We know that generally speaking SATA drives can't quite keep up to the same kind of workloads that SCSI can. Differences in the manufacturing process, quality control, and the like. I don't fully understand it, which irks me, but there it is. One of those areas is something called 'nonrecoverable read error' rate.

Take a look at this Seagate drive. It's almost the last thing on the spec page. The Nonrecoverable Read Error rate is 1 bit in 1014 bits, or 1 bad read in 12.5TB. Mainline SCSI and FC drives have that error rate as high as 10 to the 15th or 16th. Every 12.5TB of data transferred includes a corrupted bit.

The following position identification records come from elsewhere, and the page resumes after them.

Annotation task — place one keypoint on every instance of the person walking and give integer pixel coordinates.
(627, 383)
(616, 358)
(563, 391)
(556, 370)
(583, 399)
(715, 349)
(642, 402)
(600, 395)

We don't see this as a problem in most enterprise situations because they all run in some form of redundant array setup. RAID5 drivers, usually in the RAID controller, see the bad bit and go to the parity data to fill in the real value. RAID1 drivers go to the mirror. No biggie. The problem comes with RAID5 rebuilds, when the entire array is read in order to generate the parity data. If you have 14 500GB drives in your RAID5 array, that means during a rebuild you transfer around 7TB of data. If a bad bit shows up during the rebuild process, a 56% chance, game over. That's a from-tape rebuild.

This is why systems such as RAID6 are showing up. That's a double parity system, so rebuilding one bad disk does not risk the whole array if a nonrecoverable read error occurs. You lose two disks to parity, but you can still have a 30-disk array without much risk.

One more reason why SATA isn't quite ready for realtime data applications. Nearline, yes, but not realtime. This'll play hob with our ideas for our BCC cluster.


1 Comment

Thanks for the heads up. I run an HP MSA/20 with two Logical arrays, 3 disks each, for my direct to disk backup tasks. If I lost one of those arrays, it's not the end of the world. But I have considered going with SATA for application storage. Now I'll rethink that option.